Novavax is awaiting FDA approval as early as May

The Food and Drug Administration could authorize Novavax’s Covid-19 vaccine for emergency use as early as May, the company’s CEO Stanley Erck told CNBC on Monday.

Novavax’s phase three trial in the United States is still ongoing, with 30,000 participants, Erck said. The company hopes the FDA will allow it to use data from its clinical trial conducted in the UK when it submits its application for emergency use later this year, he added.

UK health regulators will likely review the vaccine in April, followed by the FDA “probably a month later,” he told CNBC’s “Closing Bell” in an interview.

That timeline could go back a month or two if the FDA decides to wait for data from U.S.-based trials, he said.

Novavax is among several companies working to develop vaccines to fight the virus, which has infected more than 114 million people worldwide and killed at least 2.53 million as of Monday, according to data collected by Johns Hopkins University . So far three vaccines have been authorized by Pfizer, Moderna and Johnson & Johnson.

In late January, Novavax published the results of the phase three tests in the UK, showing that the vaccine was globally effective at 89.3%, although slightly less effective against B.1.1.7, the strain discovered for the first time in the United Kingdom and B.1.351 the strain first discovered in South Africa.

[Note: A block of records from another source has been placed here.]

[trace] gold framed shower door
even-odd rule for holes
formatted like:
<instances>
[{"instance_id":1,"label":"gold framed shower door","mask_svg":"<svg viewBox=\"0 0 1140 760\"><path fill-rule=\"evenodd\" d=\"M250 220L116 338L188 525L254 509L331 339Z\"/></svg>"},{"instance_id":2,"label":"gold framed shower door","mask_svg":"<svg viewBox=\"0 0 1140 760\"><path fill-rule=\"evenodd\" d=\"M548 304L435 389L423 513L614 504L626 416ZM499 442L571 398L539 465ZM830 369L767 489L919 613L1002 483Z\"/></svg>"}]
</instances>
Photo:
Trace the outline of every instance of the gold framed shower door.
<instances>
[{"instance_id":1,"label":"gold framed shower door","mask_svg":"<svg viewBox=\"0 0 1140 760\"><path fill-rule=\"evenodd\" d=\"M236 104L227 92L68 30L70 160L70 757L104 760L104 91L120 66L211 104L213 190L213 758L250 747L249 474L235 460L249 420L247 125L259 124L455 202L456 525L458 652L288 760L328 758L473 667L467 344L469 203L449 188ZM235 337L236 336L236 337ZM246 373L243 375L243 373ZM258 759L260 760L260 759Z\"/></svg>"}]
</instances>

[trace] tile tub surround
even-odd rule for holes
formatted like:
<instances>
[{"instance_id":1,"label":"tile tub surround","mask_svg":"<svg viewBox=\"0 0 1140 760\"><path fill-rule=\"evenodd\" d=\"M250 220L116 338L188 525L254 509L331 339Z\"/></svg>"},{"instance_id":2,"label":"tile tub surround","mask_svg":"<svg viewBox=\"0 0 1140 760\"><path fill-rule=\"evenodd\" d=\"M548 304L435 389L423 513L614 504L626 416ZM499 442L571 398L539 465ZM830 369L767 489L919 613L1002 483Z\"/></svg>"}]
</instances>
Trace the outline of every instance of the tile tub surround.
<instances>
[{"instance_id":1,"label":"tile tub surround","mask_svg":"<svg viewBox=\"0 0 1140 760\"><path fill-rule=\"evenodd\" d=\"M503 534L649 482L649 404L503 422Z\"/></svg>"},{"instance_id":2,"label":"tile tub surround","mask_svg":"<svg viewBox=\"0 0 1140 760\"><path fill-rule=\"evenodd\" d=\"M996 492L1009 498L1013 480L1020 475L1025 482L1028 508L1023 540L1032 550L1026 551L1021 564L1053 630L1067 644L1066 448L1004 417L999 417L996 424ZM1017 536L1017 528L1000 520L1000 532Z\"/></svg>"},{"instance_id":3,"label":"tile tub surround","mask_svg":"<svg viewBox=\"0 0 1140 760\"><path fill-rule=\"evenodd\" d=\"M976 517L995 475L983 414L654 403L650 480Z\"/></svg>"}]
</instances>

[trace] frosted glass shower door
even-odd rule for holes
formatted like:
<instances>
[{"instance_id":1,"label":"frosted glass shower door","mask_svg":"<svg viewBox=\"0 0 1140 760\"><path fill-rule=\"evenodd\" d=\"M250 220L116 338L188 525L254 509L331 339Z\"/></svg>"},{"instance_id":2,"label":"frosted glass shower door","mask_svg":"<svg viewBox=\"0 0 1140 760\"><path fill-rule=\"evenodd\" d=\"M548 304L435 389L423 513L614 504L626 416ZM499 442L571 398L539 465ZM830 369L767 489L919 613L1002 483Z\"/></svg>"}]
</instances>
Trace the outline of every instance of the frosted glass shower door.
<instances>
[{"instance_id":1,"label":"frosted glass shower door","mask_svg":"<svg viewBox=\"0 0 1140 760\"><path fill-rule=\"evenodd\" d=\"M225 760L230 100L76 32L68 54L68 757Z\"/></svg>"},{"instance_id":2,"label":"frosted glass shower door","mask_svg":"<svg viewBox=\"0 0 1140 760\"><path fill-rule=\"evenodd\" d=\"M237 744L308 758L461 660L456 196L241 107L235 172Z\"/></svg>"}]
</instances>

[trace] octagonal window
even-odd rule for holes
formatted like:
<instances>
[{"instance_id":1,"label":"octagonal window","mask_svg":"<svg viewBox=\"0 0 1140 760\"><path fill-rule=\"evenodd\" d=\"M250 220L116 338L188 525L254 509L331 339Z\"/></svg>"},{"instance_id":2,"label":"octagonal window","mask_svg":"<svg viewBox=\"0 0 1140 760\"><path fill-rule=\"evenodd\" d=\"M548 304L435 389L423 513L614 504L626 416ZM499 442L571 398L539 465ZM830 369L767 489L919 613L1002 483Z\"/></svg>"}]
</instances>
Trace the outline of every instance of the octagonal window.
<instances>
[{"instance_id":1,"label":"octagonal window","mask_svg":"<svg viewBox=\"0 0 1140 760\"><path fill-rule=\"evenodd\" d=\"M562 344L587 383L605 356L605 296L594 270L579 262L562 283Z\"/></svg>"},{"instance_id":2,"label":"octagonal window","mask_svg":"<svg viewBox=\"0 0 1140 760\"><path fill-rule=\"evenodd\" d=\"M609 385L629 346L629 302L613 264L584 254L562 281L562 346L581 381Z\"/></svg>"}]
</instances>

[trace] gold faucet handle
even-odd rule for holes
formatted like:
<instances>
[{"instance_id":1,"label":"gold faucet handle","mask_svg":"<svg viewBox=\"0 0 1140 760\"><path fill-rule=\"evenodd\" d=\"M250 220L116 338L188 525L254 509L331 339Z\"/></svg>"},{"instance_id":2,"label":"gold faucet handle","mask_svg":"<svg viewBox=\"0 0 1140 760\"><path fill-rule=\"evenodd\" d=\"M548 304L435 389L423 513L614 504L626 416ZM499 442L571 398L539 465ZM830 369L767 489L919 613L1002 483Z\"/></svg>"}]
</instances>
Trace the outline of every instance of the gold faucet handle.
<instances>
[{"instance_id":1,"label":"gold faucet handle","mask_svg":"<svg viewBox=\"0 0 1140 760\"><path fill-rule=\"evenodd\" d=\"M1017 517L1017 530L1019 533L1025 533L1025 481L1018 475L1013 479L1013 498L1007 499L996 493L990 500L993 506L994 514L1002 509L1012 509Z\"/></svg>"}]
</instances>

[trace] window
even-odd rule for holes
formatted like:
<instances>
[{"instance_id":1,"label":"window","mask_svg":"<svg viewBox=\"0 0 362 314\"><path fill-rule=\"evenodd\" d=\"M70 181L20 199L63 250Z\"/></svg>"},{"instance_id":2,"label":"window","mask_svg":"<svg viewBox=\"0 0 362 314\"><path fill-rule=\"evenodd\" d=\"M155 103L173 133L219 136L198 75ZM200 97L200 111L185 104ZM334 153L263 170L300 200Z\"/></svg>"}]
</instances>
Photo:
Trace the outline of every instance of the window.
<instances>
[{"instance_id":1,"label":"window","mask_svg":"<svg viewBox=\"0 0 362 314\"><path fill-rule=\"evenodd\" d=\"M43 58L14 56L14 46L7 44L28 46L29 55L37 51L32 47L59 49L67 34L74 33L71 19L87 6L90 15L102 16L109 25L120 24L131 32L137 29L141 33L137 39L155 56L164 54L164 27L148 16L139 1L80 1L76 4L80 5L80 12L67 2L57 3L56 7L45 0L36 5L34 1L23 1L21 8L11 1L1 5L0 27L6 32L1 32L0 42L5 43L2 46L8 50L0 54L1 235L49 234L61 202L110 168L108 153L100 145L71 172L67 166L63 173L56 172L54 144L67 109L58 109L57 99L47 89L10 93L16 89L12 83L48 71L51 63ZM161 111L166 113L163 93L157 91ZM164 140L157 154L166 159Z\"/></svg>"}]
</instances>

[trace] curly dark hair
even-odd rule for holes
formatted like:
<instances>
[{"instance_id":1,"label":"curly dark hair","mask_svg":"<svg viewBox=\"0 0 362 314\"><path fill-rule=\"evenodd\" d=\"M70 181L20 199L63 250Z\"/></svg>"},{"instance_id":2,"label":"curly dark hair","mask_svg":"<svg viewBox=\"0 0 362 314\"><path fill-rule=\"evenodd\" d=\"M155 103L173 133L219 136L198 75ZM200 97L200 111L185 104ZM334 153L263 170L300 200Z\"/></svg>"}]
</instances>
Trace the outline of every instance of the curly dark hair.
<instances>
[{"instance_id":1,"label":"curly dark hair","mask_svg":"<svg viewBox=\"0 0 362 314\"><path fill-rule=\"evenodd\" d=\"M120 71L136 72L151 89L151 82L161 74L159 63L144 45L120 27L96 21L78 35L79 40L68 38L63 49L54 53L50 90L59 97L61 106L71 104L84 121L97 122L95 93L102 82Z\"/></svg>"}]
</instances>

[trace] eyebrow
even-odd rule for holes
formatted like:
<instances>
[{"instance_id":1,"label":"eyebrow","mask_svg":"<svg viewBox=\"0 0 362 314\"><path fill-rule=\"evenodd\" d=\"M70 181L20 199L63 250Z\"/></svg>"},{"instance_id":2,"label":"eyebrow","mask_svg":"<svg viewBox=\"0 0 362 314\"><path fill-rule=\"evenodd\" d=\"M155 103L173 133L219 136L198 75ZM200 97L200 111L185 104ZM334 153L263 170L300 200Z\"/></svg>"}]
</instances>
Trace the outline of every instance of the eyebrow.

The company said the vaccine was well tolerated, adding that “serious, serious and medically assisted adverse events occurred at low levels and were balanced between the vaccinated and placebo groups.”

Novavax has an agreement with the US government to supply 110 million doses. The company could complete those shipments by June or July, Erck said.

If the company’s vaccine is approved in the U.S., Erck said, it doesn’t care about demand, even though three vaccines are already widely distributed.

“There’s a lot of need for the vaccine in the United States and, you know, it’s a big world,” he said, adding that the company has commitments of 200 million doses elsewhere.